Panopticism is a play by a London-wide youth project, ‘Weapon of Choice’, which focuses on the issues that surround gun and knife crime.

Zephryn Taitte, one of the play’s directors, explains that the play is about choice and looking at the consequences of our actions.

“Everyone has that choice and that freedom about whether to pick up a knife or a gun,” he says.

Says Jovou Toriano Lennon from Hackney, “Everyone’s got a lot of stories to bring to the piece. We’re showing the reality of it, we’re showing it from different perspectives, from the criminal’s point of view, a victim’s point of view, the mother’s, sister’s, brother’s, and police point of view.”

Ashden Oke, a member of the cast from Hackney, plays with philosopher Michel Foucault’s original idea of ‘panopticism’ as ubiquitous surveillance.

“We are constantly being watched, whether this is by friends, family, acquaintances, the police or being caught on film by CCTV or the media,” he says.

Ashden sees hierarchy and control as simple facts to be acknowledged. What is important, he states, is to show the relationships between “police officers, mums and dads, older sisters, people with authority and the kids themselves that make up the back-story to gun and knife crime”.

Power-holders are in control of the social order, to some extent, and this power can control other individual’s actions.
Media coverage affects how gun and knife crime is perceived too.

“Most of the stuff that happens on the streets is not in the newspapers, on the radio, on the internet,” Ashden tells me.

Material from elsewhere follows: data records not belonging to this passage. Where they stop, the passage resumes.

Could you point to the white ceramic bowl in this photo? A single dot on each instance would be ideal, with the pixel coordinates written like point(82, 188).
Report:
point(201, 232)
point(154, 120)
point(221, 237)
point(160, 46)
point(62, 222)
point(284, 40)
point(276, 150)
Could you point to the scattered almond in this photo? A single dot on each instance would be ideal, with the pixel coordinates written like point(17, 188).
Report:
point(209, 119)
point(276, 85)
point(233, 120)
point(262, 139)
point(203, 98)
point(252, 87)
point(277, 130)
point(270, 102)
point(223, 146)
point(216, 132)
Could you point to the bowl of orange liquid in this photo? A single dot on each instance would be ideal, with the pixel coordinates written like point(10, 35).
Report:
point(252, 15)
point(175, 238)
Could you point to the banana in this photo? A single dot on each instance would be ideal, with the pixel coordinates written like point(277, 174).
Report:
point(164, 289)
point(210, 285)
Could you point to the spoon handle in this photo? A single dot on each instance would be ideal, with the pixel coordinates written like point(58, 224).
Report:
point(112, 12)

News stories don’t always provide the context of the culture in which these crimes take place.

“Sometimes they broadcast just one side of the gun and knife crime situation, so there could be a back-story but they don’t know.

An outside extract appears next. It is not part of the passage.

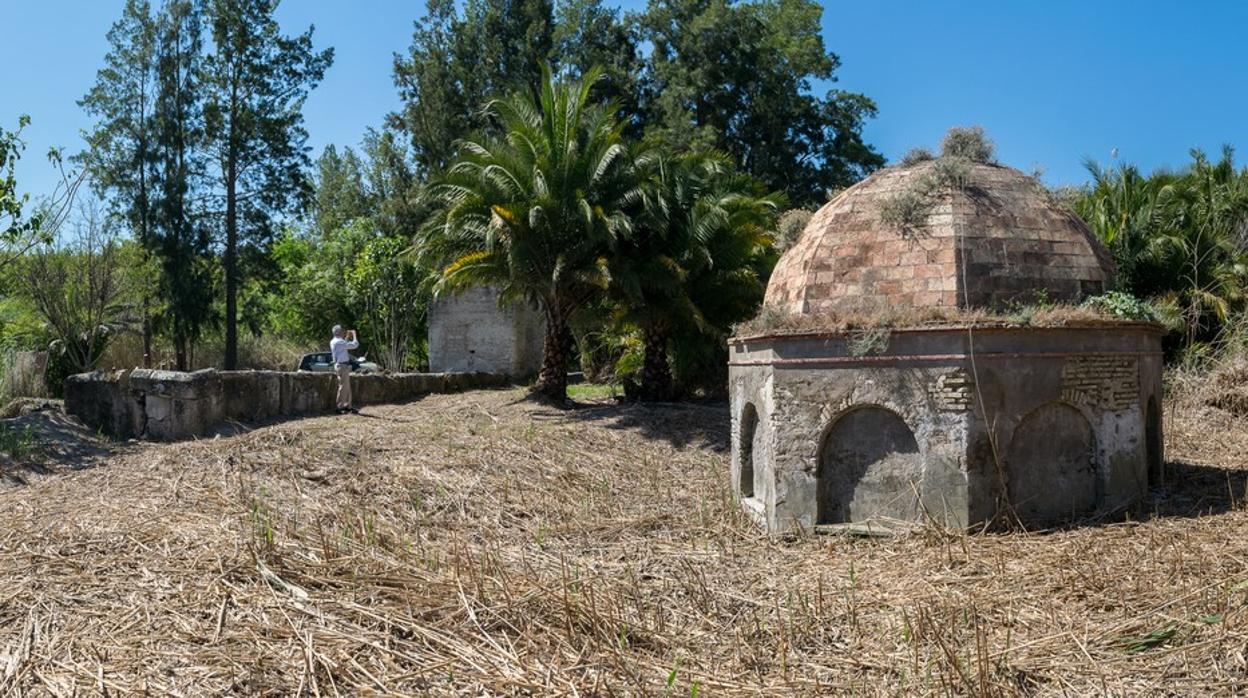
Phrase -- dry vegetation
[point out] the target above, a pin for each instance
(484, 545)
(879, 316)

“The thing with gun and knife crime is you don’t have to do it yourself to be involved.”

Ashden confides a part of his own background when he says, “I’ve lived in Hackney since I was two. I know a lot of people who are still trapped within gun and knife crime. I already know what it’s like out there.”

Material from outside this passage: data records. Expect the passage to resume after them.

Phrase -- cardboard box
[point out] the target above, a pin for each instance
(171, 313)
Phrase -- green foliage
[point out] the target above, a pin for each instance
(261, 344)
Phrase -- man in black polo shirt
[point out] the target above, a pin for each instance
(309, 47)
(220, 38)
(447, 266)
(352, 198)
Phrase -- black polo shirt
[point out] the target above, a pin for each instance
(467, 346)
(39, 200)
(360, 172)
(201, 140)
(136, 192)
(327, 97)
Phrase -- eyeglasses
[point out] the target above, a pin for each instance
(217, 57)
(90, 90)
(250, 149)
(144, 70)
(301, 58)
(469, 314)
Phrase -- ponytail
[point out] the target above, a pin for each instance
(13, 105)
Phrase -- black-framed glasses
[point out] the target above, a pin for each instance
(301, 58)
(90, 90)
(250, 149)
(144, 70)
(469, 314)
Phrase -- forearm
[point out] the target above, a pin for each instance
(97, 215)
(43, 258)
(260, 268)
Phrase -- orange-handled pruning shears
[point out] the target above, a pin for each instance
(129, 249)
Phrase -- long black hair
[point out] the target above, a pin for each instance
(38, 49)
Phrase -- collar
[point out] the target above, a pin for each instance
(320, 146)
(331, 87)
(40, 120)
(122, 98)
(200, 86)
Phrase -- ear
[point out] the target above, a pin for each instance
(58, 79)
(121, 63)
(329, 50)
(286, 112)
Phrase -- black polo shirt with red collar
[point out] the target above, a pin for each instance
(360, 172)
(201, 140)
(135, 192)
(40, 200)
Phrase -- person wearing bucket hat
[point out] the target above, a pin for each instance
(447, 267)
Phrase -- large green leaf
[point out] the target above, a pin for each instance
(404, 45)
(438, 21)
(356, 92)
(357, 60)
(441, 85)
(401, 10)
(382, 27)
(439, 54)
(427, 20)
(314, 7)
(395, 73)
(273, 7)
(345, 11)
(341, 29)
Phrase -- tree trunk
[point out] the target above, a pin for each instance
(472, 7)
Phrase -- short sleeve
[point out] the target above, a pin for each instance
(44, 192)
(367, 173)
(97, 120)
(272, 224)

Young people from nine different boroughs, many of them with direct experience of gun and knife crime, have come together to share their experiences and perform them as a collaborative and improvised piece.

The play explores how one boy’s actions at Notting Hill Carnival affect a group of nine friends’ lives within the mix. What happened before each individual ended up in the carnival and the whole incident occurred?

The play reveals this particular story and takes a look at the wide range of relationships that are brought into conflict through this incident.

Panopticism explores how far back this choice goes and how many people are caught up in the cross-fire. The result is an attention-grabbing and thought-provoking journey through the different relationships that are thrown into conflict because of one boy’s actions.

Taitte explains that he wanted to challenge the actors, to give them a basic idea to work with and allow them to feel their way into the scenes. The cast feel that the play’s unscripted nature means that they can react honestly to the situations they are presented with.

Although the cast have a shared desire to make change, they do not pretend to have all the answers. Instead, they raise questions by presenting a narrative that moves through extreme tension and emotion in a subtle and engaging way.

Panopticism is coming to schools and community centres in Hackney in December. It will also be running for two nights at the Hackney Empire on 8 and 9 December.